[Pkg-exppsy-pymvpa] model selection and other questions

Thu Apr 3 08:13:10 UTC 2008

Yaroslav Halchenko wrote:
>> There are some GPR implementations available [0] but none of
>>     
> oops... either me is too tired or URL was omitted from the trailer.
>
>   
My fault.

http://www.gaussianprocess.org/#code

>> Mine is not yet public because was
>> implemented to solve a specific problem over the last 2 years [1].
>>     
> oops... again... I guess it had to do with PBAIC? ;)
>
>   

My fault again. Yes, PBAIC:
http://www.ebc.pitt.edu/PBAIC.html

>> It is quite usable by me, but hard for anyone else due to the quick dirty
>> coding. Much of my time during the last 2 years were spent on a different
>>     
>>> ...<
>>>       
>> By the way GPR seems to perform nicely on fMRI data :)
>>     
> better it does. I guess you've done comparison to SVM regressions, since
> you've chosen this one specifically over them... was it much superior?
>
>   

I did not compare them deeply. I'm very interested in probabilistic learning
methods and Bayesian methods. From the point of view of being superior
I don't know if there is a winner. Both are kernel methods, so you project
your data into a higher dimensional space (in the exact same way) and
then draw a line (to separate for classification, or to interpolate for
regression).
GPR does a Bayesian linear regression, taking into account prior probability
and predicting means and variances of the test data. SVM draws the line
according to the support vectors (I use SVMs but I'm not an expert). But
if you need a sound probabilistic tool I guess GPR (or GPC) should be
definitely considered.

>> I have no problem in delivering everything I can. The problem is
>> to make it usable.
>>     
> just let others to judge on usability and help you along.
> Probably you have already a clone of our repository, just create
> eo/master (or whatever abbreviation you like for you name) and start by
> pulling at least something in and composing a tiny testcase for it. If
> there is no really something specific to it -- ie it is just a
> classifier -- just add it to corresponding group in
> tests/tests_warehouse_clfs.py and it might become already tested by some
> ...
>   

Thanks for the detailed instructions. I'm looking forward to
start. This is not the only activity in which I'm involved but
I can expect to spend 30% of my time on it.
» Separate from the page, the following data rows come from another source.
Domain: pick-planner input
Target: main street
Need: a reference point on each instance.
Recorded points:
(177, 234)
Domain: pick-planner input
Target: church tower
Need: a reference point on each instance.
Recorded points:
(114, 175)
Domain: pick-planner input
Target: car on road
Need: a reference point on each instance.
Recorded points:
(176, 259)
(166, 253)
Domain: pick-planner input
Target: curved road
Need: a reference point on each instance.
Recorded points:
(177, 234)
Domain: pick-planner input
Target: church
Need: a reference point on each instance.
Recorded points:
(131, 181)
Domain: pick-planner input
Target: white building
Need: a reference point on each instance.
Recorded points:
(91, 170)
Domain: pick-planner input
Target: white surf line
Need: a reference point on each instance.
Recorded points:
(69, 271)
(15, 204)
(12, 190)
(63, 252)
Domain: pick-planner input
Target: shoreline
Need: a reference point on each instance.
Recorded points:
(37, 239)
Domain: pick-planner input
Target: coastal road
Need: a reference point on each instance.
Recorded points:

I usually use subversion but I'm going to move to DVCS in
these weeks because of the many troubles experienced on
svn. I know some basics of bzr and never tried git. But I guess
it should not be painful.

>> Thank you for pointing me to the dev guide. I
>> will read it for sure. I really appreciate you have started defining
>> explicitly coding guidelines etc. This seems quite unusual for
>> other machine learning packages.
>>     
> well... since we work in philosophically different environments (read it
> emacs vs vim vs ...), reaching firm agreement was needed ;-) our naming
> agreements (camelcase mixed with non camelcase) is somewhat evil but at
> least consistent (thanks for pylint).
> unfortunately devguide is far from being complete but it should be a
> good helper to stay "in style" ;)
>
>   

I use emacs and have just a rough idea of pylint. I'll try it.
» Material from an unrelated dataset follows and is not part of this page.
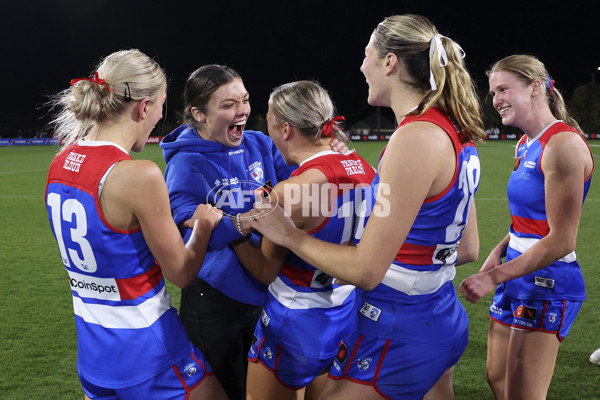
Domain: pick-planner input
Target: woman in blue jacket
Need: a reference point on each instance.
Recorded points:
(212, 159)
> Also there is somewhat a discussion on scipy mailing list and google
> summer of code proposal from Anton
> http://slesarev.anton.googlepages.com/proposal
> which might be worth looking at/discussing
>
>   

I'm reading SciPy-dev threads on scikits.learn and read Anton
proposal when he posted. I guess there is the strong need to coordinate
efforts since part of Anton proposal seems to duplicate part of PyMVPA.
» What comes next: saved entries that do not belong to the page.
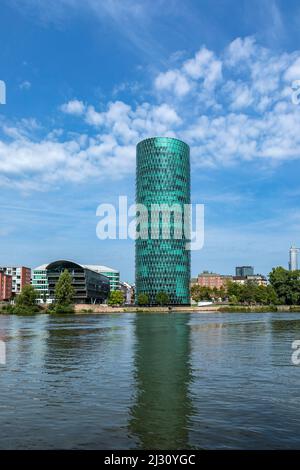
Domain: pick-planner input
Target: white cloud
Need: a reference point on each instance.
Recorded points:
(173, 80)
(26, 85)
(232, 107)
(74, 107)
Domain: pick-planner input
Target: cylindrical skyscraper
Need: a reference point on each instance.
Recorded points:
(162, 261)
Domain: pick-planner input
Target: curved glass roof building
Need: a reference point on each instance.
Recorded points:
(162, 261)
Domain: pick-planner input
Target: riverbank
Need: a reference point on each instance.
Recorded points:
(105, 309)
(102, 309)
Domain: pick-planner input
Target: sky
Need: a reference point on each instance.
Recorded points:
(85, 81)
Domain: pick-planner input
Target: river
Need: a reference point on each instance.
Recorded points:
(150, 381)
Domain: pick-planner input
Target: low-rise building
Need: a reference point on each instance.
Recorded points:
(243, 271)
(112, 274)
(21, 277)
(213, 280)
(40, 283)
(258, 278)
(5, 286)
(128, 291)
(90, 286)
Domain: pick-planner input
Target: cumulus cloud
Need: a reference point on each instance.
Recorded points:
(26, 85)
(74, 107)
(232, 107)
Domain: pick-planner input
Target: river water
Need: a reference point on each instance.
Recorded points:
(150, 381)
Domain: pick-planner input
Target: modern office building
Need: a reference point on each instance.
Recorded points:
(40, 283)
(257, 278)
(112, 274)
(162, 261)
(243, 271)
(21, 277)
(213, 280)
(5, 286)
(90, 286)
(293, 263)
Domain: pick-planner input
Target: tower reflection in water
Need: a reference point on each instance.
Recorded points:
(162, 407)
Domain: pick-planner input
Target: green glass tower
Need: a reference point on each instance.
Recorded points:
(162, 260)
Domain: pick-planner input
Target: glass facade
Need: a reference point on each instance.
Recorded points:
(90, 286)
(162, 262)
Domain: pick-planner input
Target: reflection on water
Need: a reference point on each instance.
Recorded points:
(150, 381)
(162, 408)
>> There are many ways to define "best" parameters for a learning
>> model: maximize accuracy, maximize marginal likelihood, Bayesian
>> methods, a priori knowledge etc. Each of them can be reached with
>> different techniques (standard optimization, grid search, MCMC etc.).
>> I would prefer to have several algorithms to do that task, each with
>> their own strength and weakness. Or at least an architecture to plug
>> them easily when needed.
>>     
> right in the pot. Defining clear interface should help everyone out.
> And I am not sure what should be specification of those at the moment.
> Since you seems to have better exposure to what is needed it would be
> great indeed if you provided some input/ideas.
>
>   

That's an hard task. Anyway I'll try to sketch something. As
I already told I'm really interested in this topic.

>   
>> using SVMs one year ago (from SciPy sandbox, now scikits.learn)
>> maximizing the accuracy on training data this time, but in the same
>> way. It was not efficient, but it worked.
>>     
> accuracy on training data -- is that learning error or some other
> internal assessment (e.g. leave-1-out cross-validation on the
> training data)?
>
>   

It was cross validation, as provided by libsvm. Once you have
a function to evaluate the quality of your hyperparameters then
it is just matter of optimize it. At that time I used scipy.optimize
but it seems somewhat unstable on my datasets. Dmitrey (OpenOpt's
author) suggested the Shor's r-algorithm ("ralg") for my setting.
I tried it on GPR (nice result!) and hope to test on SVR when possible.

Bye,

Emanuele